The original manuscript has probably been lost; only the title page with a text fragment is kept in the Vienna Library in the City Hall . The manuscript collection of the Austrian National Library holds a theater manuscript (register № 5) with the singing passage for the Zampa parody and the incomplete prompting book (register № 341) with the stuck-in ticket for the first performance, both from the Carltheater archive . The original score by Adolf Müller is also in the music collection of the Vienna Library in the City Hall.
Contemporary review
The first performance received little attention from the critics, only the Wiener Theaterzeitung by Adolf Bäuerle published a relatively benevolent review on June 28, 1832, which only reported that the play was a respectable success:
- “According to the speaker, these expectations [of Nestroy] were quite satisfied, because the praise of this farce is based not only on piquant details, on witty failures and ingenious twists and turns, but on a far more essential and not to be overlooked advantage, that of the Mr. Nestroy's earlier products were largely lacking. This is the unity in the plan, the functional connection of the whole. Anyone who knows the parodied original will have to admit that both the music and the text were happily travestated and that the travesty made the shortcomings of both clear. "
The actors, the music and the equipment were all praised, and the atmosphere in the overcrowded theater hall was described as divided.
Later interpretation
Otto Rommel puts this work by Nestroy in the category of those parodies that use the magical apparatus. He also counts the soulful Kerckermeister (1832), Nagerl und Handschuh (1832), the magician Sulfurelectrimagneticophosphoratus (1834), as well as Zampa the Tagdieb and Robert der Teuxel (1833), whereby he classifies the last two pieces in a special subgroup. In the figure of the pirate Konfusius Stockfisch from the magic play The Confused Magician (1832) Rommel sees a variant of the repentant day thief Damian. The parody follows
- '[...] the textbook [of the original] scene by scene, uncovering every improbability, every exaggeration, every showmanship with sharp jokes, so that the parody reads like a funny ongoing criticism. "
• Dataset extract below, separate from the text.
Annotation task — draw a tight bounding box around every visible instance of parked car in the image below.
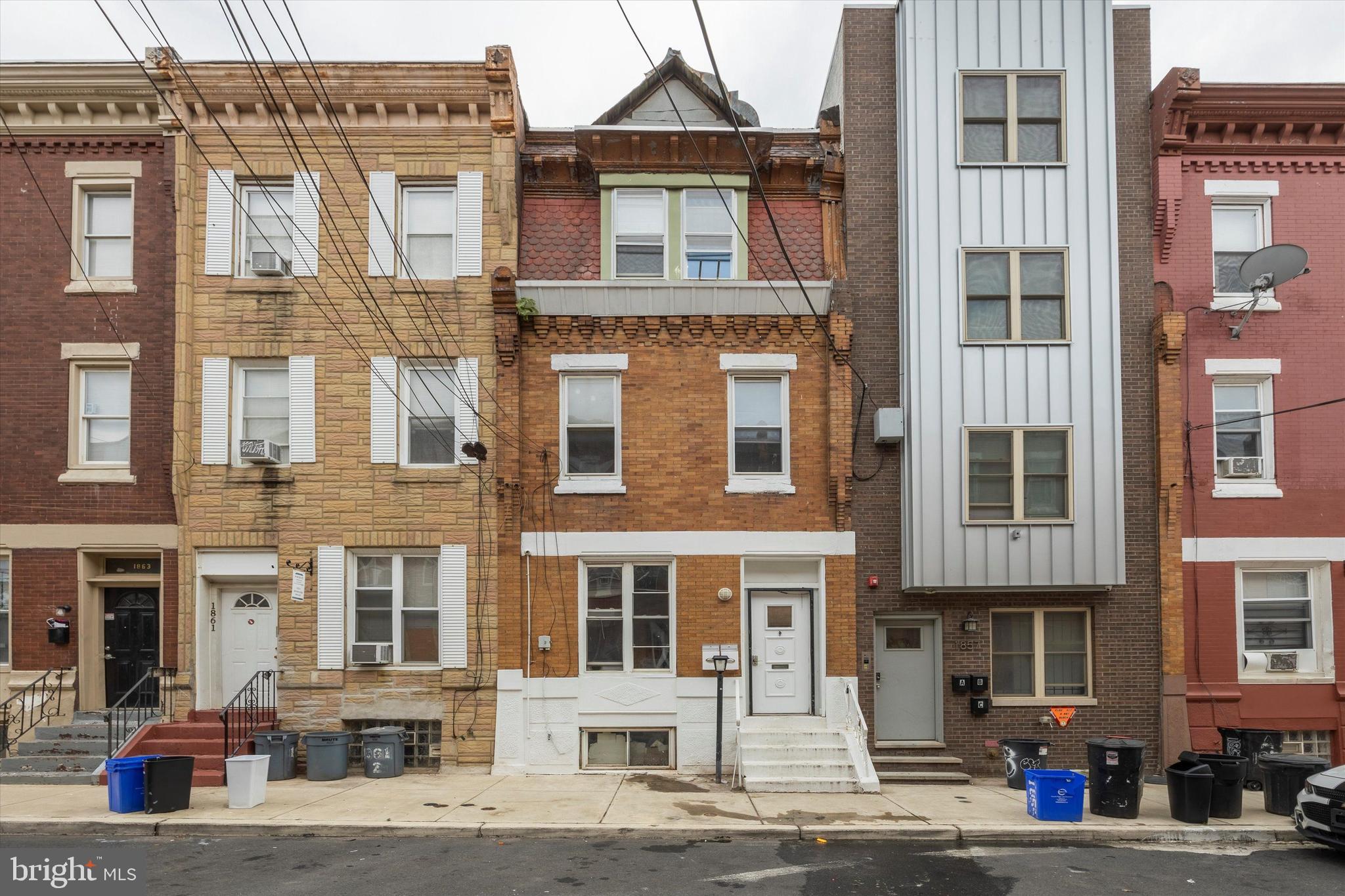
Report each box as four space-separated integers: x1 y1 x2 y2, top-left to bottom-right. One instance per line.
1294 765 1345 851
The material is stripped of any romanticism, the gruesome is transformed into burlesque. In order not to provide any material for criticism, Nestroy replaced the figure of the Madonna in his parody with the well-known magic game scheme of the warring spirits - here Clarina versus Obscurus. The wit of the work, however, lies more in the details than in the overall impression.
literature
- Fritz Brukner / Otto Rommel: Johann Nestroy, Complete Works. Historical-critical complete edition, third volume. Verlag von Anton Schroll & Co., Vienna 1925, pp. 169–262, 473–493.
- Otto Rommel: Nestroys Works. Choice in two parts. Golden Classics Library, German publishing house Bong & Co., Berlin / Leipzig / Vienna / Stuttgart 1908.
Web links
- Content in nestroy-pieces / 13_zampa
Individual evidence
- ↑ Capo = head of a (criminal) group; therefore probably the wrong article the (head) instead of the (capo)
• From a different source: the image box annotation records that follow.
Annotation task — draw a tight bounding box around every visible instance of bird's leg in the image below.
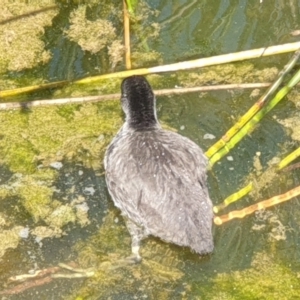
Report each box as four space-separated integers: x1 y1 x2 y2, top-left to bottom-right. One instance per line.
126 219 147 263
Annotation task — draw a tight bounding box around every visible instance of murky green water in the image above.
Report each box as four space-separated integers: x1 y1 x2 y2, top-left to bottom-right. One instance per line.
0 0 300 299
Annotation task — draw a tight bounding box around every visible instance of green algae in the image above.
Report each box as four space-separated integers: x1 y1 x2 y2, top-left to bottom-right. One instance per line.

- ↑ Paphnuzzi, Bafnudsi = awkward , funny person (after Ignaz Franz Castelli ); Salamucci = Viennese for salami seller
- ↑ The plaster statue of the bride
- ^ Brukner, Rommel: Johann Nestroy, Complete Works. P. 209.
- ↑ Rauber vinegar, vinegar robber = Pestessig , was once considered a protection against infectious diseases
- ↑ Schwalbenwasser = water distilled from young swallows, formerly known as Aqua hirundinum in pharmacies, see Aqua hirundinum. In: Johann Heinrich Zedler : Large complete universal lexicon of all sciences and arts . Volume 02, Leipzig 1732, column 1022.
- ^ Brukner, Rommel: Johann Nestroy, Complete Works. P. 230.
- ^ Brukner, Rommel: Johann Nestroy, Complete Works. P. 260.
- ^ Table of contents in Brukner, Rommel: Johann Nestroy, Complete Works. Pp. 482-486.
- ↑ a b Brukner, Rommel: Johann Nestroy, Complete Works. Pp. 488-490.
- ↑ digitized text page from the Vienna library in the town hall
- ↑ digitized score page from the Vienna Library in the City Hall
- ^ Otto Rommel: Nestroys works. S. XXVII, XXIX, XXXIII.